Workers in protective gear enter a sealed-off residential area in Beijing. (November 12, 2022)

 The Chinese government said on Tuesday (November 22) that in the past three weeks, more than 253,000 new crown cases have been detected in China, and the average number of cases per day is still rising, which will give people trying to relax epidemic prevention measures to reduce economic losses. Officials brought more pressure.


The Chinese Communist Party pledged earlier this month to reduce the disruption caused by its "zeroing out" policy through more flexible epidemic prevention measures. But the latest wave of the virus has made that difficult again, with major cities including Beijing locking down densely populated areas, closing shops and offices and ordering factories to isolate workers from the outside world.

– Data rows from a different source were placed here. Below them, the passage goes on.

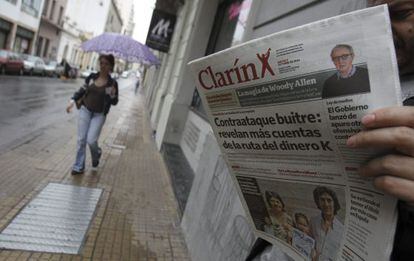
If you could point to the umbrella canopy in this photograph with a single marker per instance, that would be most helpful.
(121, 46)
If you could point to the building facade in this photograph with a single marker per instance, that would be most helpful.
(215, 224)
(19, 23)
(83, 20)
(50, 29)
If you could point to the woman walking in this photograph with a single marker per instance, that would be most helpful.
(94, 100)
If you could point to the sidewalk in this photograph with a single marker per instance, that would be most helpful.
(136, 217)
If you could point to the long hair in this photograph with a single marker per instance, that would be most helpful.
(110, 58)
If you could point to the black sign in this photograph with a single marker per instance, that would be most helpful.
(160, 31)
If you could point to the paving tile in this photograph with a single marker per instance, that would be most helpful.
(136, 215)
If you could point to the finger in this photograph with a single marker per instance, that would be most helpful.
(390, 117)
(397, 187)
(390, 165)
(398, 138)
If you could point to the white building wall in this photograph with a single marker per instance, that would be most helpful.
(89, 16)
(13, 13)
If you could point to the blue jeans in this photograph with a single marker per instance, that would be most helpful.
(89, 128)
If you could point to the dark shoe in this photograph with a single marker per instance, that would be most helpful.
(95, 163)
(75, 172)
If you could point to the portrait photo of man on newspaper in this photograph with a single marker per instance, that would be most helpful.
(348, 78)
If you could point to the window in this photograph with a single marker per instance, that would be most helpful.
(31, 7)
(45, 7)
(60, 16)
(39, 46)
(52, 10)
(45, 50)
(228, 28)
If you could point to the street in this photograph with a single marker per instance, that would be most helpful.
(31, 104)
(136, 217)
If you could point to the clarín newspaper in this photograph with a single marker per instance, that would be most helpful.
(281, 110)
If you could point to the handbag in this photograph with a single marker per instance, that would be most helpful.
(79, 102)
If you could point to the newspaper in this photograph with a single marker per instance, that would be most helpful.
(282, 107)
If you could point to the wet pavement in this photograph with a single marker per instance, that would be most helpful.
(137, 216)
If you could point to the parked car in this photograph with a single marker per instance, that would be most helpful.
(86, 73)
(33, 65)
(10, 63)
(53, 69)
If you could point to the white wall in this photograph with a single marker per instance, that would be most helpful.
(89, 16)
(13, 13)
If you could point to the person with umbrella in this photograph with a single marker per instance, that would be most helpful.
(94, 100)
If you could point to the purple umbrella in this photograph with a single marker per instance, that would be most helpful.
(121, 46)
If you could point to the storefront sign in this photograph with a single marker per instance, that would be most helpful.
(160, 31)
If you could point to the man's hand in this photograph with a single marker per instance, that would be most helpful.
(390, 128)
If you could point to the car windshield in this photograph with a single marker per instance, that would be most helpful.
(3, 54)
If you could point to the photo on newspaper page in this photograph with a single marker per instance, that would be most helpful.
(282, 107)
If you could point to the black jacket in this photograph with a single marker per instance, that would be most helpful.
(108, 100)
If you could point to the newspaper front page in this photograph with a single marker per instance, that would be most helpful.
(282, 109)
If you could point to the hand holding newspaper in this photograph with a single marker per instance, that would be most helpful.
(282, 108)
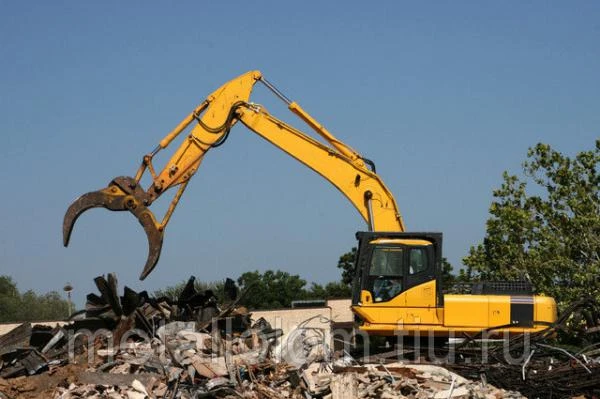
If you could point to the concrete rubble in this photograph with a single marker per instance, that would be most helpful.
(137, 347)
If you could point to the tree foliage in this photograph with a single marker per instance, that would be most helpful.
(29, 306)
(346, 264)
(271, 289)
(545, 226)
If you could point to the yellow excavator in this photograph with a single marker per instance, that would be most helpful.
(397, 285)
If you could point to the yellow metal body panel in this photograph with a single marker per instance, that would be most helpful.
(414, 311)
(413, 306)
(481, 311)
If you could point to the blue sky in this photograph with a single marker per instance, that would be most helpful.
(443, 96)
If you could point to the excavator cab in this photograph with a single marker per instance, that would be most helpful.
(389, 264)
(396, 270)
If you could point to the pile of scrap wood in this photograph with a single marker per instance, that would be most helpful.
(135, 346)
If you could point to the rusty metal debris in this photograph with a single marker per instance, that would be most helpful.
(136, 346)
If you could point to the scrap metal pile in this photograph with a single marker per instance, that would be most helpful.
(134, 346)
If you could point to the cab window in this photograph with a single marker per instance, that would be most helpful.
(418, 260)
(386, 261)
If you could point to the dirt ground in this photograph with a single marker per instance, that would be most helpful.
(40, 386)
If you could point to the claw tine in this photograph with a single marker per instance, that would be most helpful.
(122, 194)
(87, 201)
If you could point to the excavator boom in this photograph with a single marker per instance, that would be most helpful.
(397, 281)
(212, 121)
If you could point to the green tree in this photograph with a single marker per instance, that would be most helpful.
(271, 289)
(346, 263)
(29, 306)
(545, 226)
(448, 279)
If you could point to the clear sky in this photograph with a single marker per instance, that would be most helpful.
(443, 96)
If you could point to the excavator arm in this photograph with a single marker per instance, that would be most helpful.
(212, 121)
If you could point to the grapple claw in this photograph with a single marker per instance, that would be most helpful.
(122, 194)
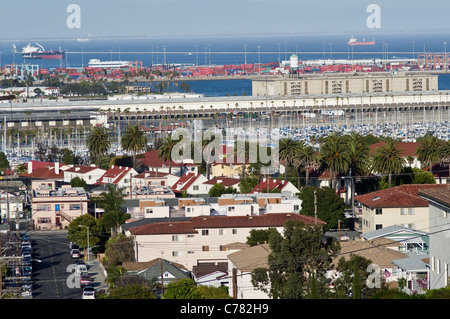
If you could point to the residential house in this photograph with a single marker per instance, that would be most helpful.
(55, 208)
(90, 174)
(240, 267)
(44, 171)
(410, 240)
(408, 150)
(270, 184)
(378, 250)
(439, 206)
(192, 184)
(400, 205)
(161, 270)
(152, 161)
(120, 176)
(213, 274)
(203, 237)
(225, 181)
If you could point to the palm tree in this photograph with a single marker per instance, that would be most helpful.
(388, 160)
(334, 156)
(358, 152)
(305, 156)
(287, 150)
(134, 140)
(98, 142)
(444, 155)
(165, 151)
(427, 152)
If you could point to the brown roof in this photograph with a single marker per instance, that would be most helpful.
(251, 258)
(139, 266)
(266, 220)
(400, 196)
(375, 250)
(440, 195)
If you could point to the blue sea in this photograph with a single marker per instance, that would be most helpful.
(230, 50)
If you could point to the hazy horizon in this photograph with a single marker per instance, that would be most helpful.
(46, 19)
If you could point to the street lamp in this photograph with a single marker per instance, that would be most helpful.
(87, 229)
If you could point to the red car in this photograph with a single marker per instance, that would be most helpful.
(85, 280)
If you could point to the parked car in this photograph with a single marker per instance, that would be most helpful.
(75, 253)
(88, 293)
(85, 280)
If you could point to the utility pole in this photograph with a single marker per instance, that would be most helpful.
(315, 207)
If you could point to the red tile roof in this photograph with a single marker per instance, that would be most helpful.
(225, 181)
(409, 148)
(151, 159)
(271, 184)
(255, 221)
(399, 196)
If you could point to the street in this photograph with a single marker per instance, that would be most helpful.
(52, 258)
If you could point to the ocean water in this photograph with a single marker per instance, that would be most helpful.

That fueled concerns that subdued business activity in China could hurt already weak global trade.

The state-run China News Agency quoted China's National Bureau of Disease Control and Prevention as saying that the past week had averaged 22,200 cases a day, double the previous week.

"Some provinces are facing the most severe and complicated situation in three years," Hu Xiang, a spokesman for the bureau, said at a news conference. The

number of infections in China is lower than that of the United States and other major countries. But China is sticking to a "zero" policy, which means quarantining every case, while other governments are loosening travel restrictions and other controls and trying to live with the virus.

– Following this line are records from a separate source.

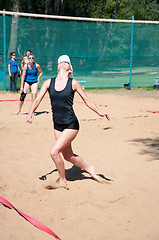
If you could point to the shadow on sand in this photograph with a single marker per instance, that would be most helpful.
(151, 147)
(73, 174)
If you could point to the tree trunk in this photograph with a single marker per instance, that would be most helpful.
(47, 6)
(14, 28)
(116, 9)
(30, 8)
(103, 9)
(56, 7)
(88, 9)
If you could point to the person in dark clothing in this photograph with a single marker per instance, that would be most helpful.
(66, 126)
(13, 70)
(30, 79)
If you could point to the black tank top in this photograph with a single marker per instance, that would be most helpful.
(62, 102)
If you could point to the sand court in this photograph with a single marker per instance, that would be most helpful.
(124, 150)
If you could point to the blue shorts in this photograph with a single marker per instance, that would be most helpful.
(30, 83)
(61, 127)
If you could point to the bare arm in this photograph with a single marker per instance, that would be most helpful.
(22, 63)
(22, 78)
(78, 88)
(40, 71)
(9, 70)
(37, 101)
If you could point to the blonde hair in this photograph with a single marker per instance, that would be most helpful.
(70, 70)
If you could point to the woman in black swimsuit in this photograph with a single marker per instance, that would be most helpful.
(61, 90)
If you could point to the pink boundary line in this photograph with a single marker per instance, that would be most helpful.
(33, 221)
(152, 111)
(96, 104)
(149, 111)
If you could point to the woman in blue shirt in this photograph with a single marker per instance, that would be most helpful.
(13, 70)
(30, 79)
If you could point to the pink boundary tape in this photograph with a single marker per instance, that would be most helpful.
(33, 221)
(152, 111)
(96, 104)
(11, 100)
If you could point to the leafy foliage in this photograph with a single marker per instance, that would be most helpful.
(141, 9)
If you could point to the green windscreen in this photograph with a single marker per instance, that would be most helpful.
(99, 51)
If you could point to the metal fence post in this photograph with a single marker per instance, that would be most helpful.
(4, 49)
(131, 50)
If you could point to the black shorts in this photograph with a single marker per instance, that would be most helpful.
(30, 83)
(61, 127)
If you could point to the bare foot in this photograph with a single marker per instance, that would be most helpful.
(56, 185)
(17, 112)
(97, 178)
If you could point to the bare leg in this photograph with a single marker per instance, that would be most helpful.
(34, 89)
(63, 139)
(20, 107)
(77, 161)
(26, 88)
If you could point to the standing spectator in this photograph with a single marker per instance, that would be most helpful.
(30, 79)
(25, 59)
(13, 70)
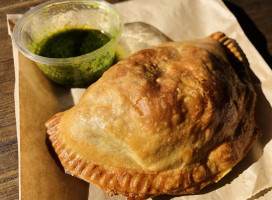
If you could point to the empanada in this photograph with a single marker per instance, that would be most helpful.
(167, 120)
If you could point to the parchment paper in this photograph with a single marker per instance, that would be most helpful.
(37, 99)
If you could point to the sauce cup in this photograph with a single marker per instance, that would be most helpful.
(53, 16)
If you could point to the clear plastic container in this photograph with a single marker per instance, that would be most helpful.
(50, 17)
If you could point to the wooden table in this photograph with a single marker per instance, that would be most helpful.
(255, 17)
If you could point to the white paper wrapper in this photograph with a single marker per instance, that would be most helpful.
(181, 20)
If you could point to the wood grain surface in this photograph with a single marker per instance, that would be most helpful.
(255, 17)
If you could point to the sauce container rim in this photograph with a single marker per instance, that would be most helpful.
(71, 60)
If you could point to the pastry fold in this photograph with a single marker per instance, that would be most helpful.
(167, 120)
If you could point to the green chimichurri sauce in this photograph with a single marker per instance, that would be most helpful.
(72, 43)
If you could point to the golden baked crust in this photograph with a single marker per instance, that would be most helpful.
(167, 120)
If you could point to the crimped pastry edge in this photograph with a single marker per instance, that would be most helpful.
(137, 184)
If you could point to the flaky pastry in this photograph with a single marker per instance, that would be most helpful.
(167, 120)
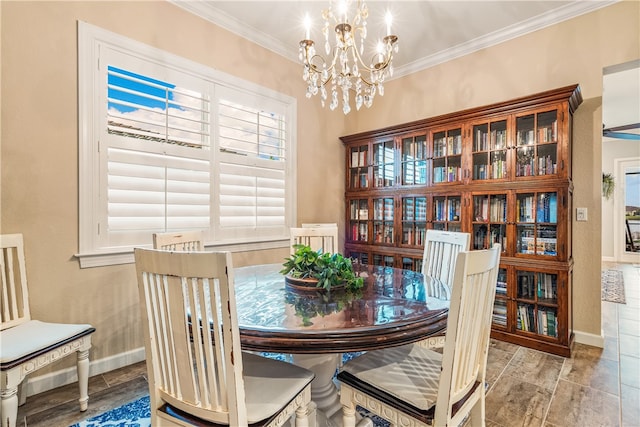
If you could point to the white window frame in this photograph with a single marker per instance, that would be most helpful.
(93, 44)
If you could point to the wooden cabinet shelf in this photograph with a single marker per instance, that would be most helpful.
(500, 172)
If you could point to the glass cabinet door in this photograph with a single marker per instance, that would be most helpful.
(358, 220)
(414, 220)
(414, 163)
(489, 151)
(383, 220)
(447, 156)
(500, 304)
(412, 263)
(446, 213)
(383, 164)
(489, 221)
(537, 144)
(537, 294)
(383, 260)
(359, 167)
(358, 257)
(537, 223)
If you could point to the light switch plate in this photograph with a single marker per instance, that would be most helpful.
(581, 214)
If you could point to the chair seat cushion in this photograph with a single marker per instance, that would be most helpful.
(409, 373)
(29, 338)
(270, 385)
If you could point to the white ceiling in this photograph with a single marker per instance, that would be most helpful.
(621, 96)
(430, 32)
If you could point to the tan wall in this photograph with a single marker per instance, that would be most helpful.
(575, 51)
(40, 149)
(39, 157)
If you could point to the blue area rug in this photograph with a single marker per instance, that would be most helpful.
(132, 414)
(138, 412)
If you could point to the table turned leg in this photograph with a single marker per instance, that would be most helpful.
(323, 390)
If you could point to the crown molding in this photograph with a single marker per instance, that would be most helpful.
(539, 22)
(208, 11)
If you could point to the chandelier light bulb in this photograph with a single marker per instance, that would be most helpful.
(345, 69)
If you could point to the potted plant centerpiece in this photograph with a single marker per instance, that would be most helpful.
(306, 268)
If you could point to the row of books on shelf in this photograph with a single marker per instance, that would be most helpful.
(358, 213)
(447, 146)
(546, 209)
(543, 322)
(500, 313)
(383, 210)
(446, 173)
(547, 286)
(490, 210)
(358, 158)
(446, 210)
(414, 208)
(383, 233)
(537, 246)
(495, 170)
(359, 232)
(496, 140)
(526, 166)
(483, 238)
(548, 133)
(411, 236)
(359, 179)
(414, 150)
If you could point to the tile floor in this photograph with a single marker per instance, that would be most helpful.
(595, 387)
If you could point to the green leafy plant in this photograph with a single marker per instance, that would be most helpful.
(328, 269)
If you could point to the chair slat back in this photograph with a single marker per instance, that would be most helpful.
(177, 291)
(14, 298)
(325, 238)
(468, 326)
(185, 241)
(441, 249)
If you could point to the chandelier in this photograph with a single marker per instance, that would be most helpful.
(346, 70)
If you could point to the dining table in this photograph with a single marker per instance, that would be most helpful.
(315, 326)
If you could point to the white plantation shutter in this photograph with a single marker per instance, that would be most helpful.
(149, 192)
(252, 165)
(167, 144)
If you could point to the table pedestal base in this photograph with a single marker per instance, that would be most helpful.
(325, 408)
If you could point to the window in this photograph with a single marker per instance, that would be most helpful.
(167, 144)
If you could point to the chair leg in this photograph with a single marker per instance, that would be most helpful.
(83, 378)
(22, 392)
(477, 414)
(348, 415)
(302, 416)
(9, 406)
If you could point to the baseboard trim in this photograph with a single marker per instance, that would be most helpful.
(46, 382)
(589, 339)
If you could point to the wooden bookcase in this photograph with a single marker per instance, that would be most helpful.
(500, 172)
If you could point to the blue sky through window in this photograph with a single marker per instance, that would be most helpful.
(139, 90)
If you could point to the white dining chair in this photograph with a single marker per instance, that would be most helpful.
(413, 385)
(317, 238)
(27, 344)
(441, 248)
(191, 381)
(440, 251)
(188, 240)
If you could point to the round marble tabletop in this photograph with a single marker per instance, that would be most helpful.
(395, 307)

On Tuesday, the Chinese government reported 28,127 cases detected in the past 24 hours, of which 25,902 were asymptomatic. Nearly a third of those cases were in Guangdong province, an export-oriented manufacturing hub next to Hong Kong.

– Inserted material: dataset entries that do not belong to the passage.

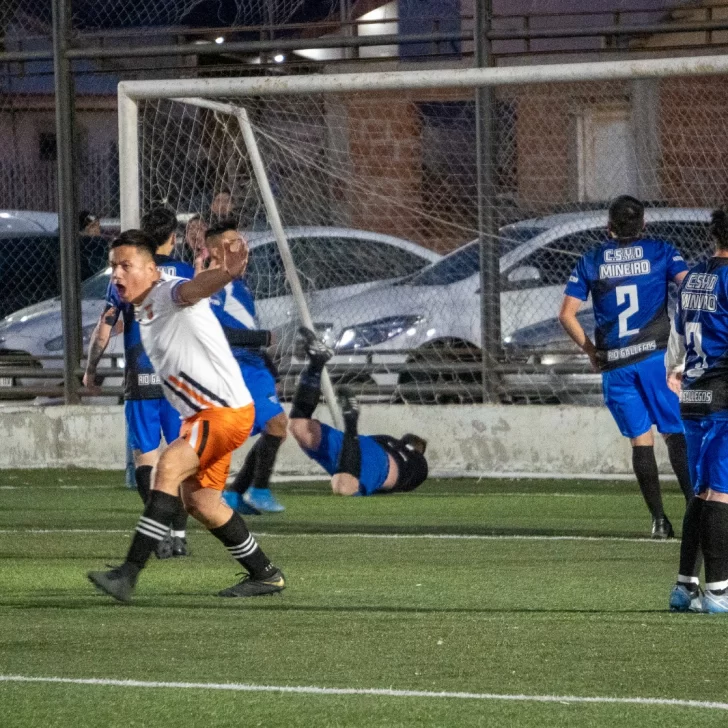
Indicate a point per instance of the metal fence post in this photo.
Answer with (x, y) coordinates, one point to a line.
(487, 223)
(67, 222)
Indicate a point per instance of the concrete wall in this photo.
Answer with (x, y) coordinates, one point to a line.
(463, 440)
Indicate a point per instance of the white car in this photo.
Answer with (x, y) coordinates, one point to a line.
(333, 264)
(437, 311)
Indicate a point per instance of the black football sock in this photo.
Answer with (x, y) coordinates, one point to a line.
(152, 527)
(305, 400)
(677, 450)
(268, 446)
(143, 475)
(244, 478)
(179, 522)
(243, 547)
(690, 554)
(714, 542)
(645, 468)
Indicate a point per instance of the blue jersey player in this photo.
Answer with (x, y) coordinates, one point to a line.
(148, 414)
(234, 308)
(697, 365)
(358, 464)
(628, 277)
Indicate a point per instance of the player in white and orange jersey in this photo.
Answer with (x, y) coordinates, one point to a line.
(202, 380)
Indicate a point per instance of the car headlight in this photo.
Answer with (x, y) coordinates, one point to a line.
(57, 343)
(376, 332)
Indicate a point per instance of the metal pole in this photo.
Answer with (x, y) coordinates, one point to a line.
(67, 223)
(490, 330)
(288, 264)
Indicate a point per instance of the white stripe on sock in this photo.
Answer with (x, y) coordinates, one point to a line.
(717, 585)
(151, 534)
(153, 526)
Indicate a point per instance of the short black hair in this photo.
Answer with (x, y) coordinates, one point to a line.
(220, 227)
(138, 239)
(626, 217)
(417, 442)
(159, 223)
(719, 228)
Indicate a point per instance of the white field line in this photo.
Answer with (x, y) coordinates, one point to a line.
(386, 536)
(377, 692)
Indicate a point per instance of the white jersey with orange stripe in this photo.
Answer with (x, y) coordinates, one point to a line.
(189, 351)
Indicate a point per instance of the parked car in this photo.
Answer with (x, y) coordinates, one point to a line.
(435, 314)
(27, 221)
(333, 264)
(30, 266)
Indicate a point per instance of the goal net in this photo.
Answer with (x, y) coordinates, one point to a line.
(377, 191)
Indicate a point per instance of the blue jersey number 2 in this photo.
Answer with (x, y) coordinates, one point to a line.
(628, 295)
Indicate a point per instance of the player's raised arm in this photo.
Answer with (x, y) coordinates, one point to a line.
(97, 346)
(567, 317)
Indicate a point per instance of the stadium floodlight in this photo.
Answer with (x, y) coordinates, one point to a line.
(394, 153)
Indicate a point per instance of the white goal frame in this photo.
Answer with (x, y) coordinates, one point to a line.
(204, 92)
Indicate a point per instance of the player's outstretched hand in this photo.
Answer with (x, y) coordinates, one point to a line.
(235, 254)
(91, 382)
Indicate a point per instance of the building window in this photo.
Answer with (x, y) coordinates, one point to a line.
(47, 147)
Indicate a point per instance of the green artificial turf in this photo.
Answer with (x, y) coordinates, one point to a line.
(376, 599)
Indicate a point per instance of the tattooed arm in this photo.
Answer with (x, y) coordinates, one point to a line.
(97, 346)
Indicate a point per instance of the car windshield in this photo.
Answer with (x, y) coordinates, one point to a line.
(511, 236)
(94, 288)
(465, 262)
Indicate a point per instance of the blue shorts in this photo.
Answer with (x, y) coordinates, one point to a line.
(147, 420)
(262, 389)
(638, 397)
(374, 460)
(708, 454)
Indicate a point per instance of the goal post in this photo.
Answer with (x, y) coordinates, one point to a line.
(392, 154)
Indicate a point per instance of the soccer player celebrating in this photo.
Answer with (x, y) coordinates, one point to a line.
(696, 365)
(628, 277)
(148, 414)
(235, 309)
(358, 464)
(202, 380)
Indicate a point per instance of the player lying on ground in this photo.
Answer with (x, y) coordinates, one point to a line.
(148, 414)
(234, 308)
(696, 367)
(628, 276)
(358, 464)
(202, 380)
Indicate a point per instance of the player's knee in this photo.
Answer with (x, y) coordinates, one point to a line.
(278, 426)
(343, 484)
(300, 431)
(192, 509)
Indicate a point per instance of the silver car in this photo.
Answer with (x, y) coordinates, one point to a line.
(333, 263)
(435, 315)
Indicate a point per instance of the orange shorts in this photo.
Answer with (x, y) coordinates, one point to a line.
(214, 433)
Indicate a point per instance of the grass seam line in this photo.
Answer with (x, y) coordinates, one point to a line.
(378, 692)
(431, 536)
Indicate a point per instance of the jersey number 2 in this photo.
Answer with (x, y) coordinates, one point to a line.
(694, 340)
(628, 295)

Global stocks fell on Monday as concerns about China's anti-epidemic measures further fueled unease over comments by Federal Reserve officials last week that they may have to raise their benchmark interest rate higher than previously expected to cool soaring inflation. U.S. stocks were mixed on Tuesday.

Fawad Razaqzada, an analyst at StoneX, a well-known U.S. brokerage and financial services company, said in a note that investors are "concerned about a drop in demand amid concerns over the emergence of more Fears of COVID-19-related lockdowns could lead to reduced liquidity in the Chinese economy."

China is the world's largest trading nation and the largest market for its Asian neighbors. Weakness in consumer or factory demand could adversely affect global producers of oil and other raw materials, computer chips and other industrial components, food and consumer goods, while restrictions on Chinese port activity could disrupt global trade.

China's economy grew 3.9 percent in the second quarter ended September from a year earlier, up from 2.2 percent in the first half of the year, but activity has started to slow.

Retail spending fell 0.5% in October from a year earlier, down from a 2.5% rise in September as cities reimposed anti-epidemic measures. Imports fell 0.3 percent, pointing to weak consumer demand, compared with a 6.7 percent rise in September.

Chinese exports fell 0.7 percent in October as consumer demand in the U.S. and Europe was also dampened as the Federal Reserve and other central banks raised rates unusually sharply to rein in multi-decade high inflation.

Business people and economists see the current changes as a step toward lifting containment measures and joining the rest of the world. But they said that the "clearing" policy may continue until the second half of next year.

Guangzhou last week announced plans to build quarantine facilities for nearly 250,000 people. It said 95,300 people from the Haizhu district were transferred to hospitals or quarantine areas.

The factory in Shijiazhuang was told to operate under "closed-loop management," in which employees stay and live in the workplace. This adds to the cost of food and living space.

Entrepreneurs are pessimistic about the current quarter, according to a survey by Peking University researchers and Ant Financial. It said its "confidence index" based on responses from 20,180 business owners fell to its lowest level since early 2021.

Economists and health experts say China needs to vaccinate millions of elderly people before it can lift anti-epidemic measures that keep most foreign tourists out.

"We don't think the country is ready to open its doors yet," Louis Loo of Oxford Economics said in a report. "We expect Chinese authorities to continue to fine-tune COVID-19 containment measures in the coming months, moving towards wider and a more comprehensive reopening.”